Language, Nature and the Self

Inherited at such a young age, language appears an embedded, inherent function of human experience. It provides a lexical framework through which meaning can be communicated, shared, and recorded. Shakespeare’s deployment of variable meanings through puns endow language a dominant role in the creation of cultural tradition; language is a tool for persuasion and interaction. The figure of Caliban, however, punctures the hegemony of conventional linguistic traditions that seek to distinguish and categorize through naming. By creating space for alternative sounds, Caliban concomitantly reimagines the position of man in nature that initiates am early eco-consciousness.

Outside the dominant linguistic tradition, Caliban is degraded by epithets imposed by others. His identity is reduced to a variety of unfavorable epithets; he is “hag-born,” a “whelp,”; not “honoured with human shape,” and a “demi-devil,” “poor credulous monster,” “hag-seed” and “strange fish”. His foreign outward appearance — a “thing of darkness” — positions him as other and deny him appropriate nomenclature. As language is applied to Caliban, it is revealed as a tool of subordination and domination.

Alternatively figured in the logocentric Western tradition, language facilitates the defining features of humanity that distinguish man from beast. Prospero (or Miranda? seems there is textual confusion) lectures Caliban: before I “Took pains to make thee / speak” you “wouldst gabble like / A thing most brutish” (1. 2. 355, 357-8). The definitive sounds he is associated with, his “gabble,” is a word initiated by Shakespeare, who’s use is the first listed reference in the OED on “the inarticulate noises made by animals.” Understood as unable to speak, Caliban cannot interact with representations of meaning and thus denied integration into civilized society.

In her cogent assessment of the failings of postcolonial studies entitled Can the Subaltern Speak?, Gayatri Spivak writes that “staging of the world in representation” … “dissimilates the need for “heroes,” paternal proxies, agents of power” (33). Representation, manifest in the logocentrism of the Western tradition, not only denies and silences alternative forms of knowledge, but also determines the available avenues for articulation that constitute defensible knowledge in the first place. The communicative traditions we occupy infiltrate the images of self, influencing a view of our relative distinctiveness or unity. Our available linguistic tools direct and define out interactions with each other and our environment.

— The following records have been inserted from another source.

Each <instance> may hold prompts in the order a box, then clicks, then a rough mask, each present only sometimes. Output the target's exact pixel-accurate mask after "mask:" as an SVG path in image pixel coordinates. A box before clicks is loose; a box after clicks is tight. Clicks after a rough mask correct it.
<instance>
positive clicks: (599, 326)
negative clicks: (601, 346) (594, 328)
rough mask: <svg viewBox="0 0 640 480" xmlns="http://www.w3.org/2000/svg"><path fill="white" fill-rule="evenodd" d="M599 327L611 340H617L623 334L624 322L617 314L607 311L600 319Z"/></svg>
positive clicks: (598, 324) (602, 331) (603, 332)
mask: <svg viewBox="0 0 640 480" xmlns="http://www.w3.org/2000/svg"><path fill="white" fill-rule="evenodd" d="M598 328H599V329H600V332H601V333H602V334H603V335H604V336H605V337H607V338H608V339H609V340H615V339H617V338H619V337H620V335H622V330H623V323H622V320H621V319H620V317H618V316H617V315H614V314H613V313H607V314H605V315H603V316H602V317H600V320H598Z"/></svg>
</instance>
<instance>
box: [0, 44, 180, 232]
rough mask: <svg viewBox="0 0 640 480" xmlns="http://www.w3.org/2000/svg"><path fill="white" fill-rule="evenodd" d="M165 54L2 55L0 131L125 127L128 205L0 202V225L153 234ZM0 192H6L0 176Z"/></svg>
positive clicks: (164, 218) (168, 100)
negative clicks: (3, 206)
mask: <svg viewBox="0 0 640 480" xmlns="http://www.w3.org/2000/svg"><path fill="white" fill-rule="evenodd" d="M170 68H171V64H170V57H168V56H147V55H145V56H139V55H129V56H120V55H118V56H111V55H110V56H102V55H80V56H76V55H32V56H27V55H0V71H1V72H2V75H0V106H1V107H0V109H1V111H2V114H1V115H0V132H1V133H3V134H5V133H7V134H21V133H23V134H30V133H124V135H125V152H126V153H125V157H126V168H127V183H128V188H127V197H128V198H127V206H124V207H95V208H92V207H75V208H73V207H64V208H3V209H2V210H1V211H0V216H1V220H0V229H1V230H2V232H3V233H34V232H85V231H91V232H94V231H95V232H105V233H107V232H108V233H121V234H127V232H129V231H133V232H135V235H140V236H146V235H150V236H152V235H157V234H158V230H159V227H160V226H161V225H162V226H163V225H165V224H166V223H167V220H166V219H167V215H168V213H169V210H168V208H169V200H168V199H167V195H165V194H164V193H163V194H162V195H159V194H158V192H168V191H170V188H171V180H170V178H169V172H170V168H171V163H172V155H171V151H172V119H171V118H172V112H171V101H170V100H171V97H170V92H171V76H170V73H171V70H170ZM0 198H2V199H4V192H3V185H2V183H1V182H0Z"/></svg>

Caliban attempts to assert meaning outside language, offering an alternative that entertains expression in the “sounds and sweet air of the isle” (3. 2. 130). Though fearful for those unfamiliar, the abundant “voices” of nature are a source of tranquility for Caliban. In lyrical communion with nature, he privileges harmony of sound in contrast to the “profits” of his educated language which enable him to “curse.”  While the sounds of nature “delight and hurt not,” his “curse” conversely sounds dissonant harm. Language, the process of naming, force of domination and control. It provides a toolset to harness nature, categorize and define sounds, claim them for personal service. The alternative philosophy concomitant to Caliban’s holistic engagement with sound anticipates an eco-consciousness that compels unity over nominal distinction. Caliban’s difficulty in participating in the dominant discursive tradition renders him, like the nature that is being codified and divided, vulnerable to exploitation.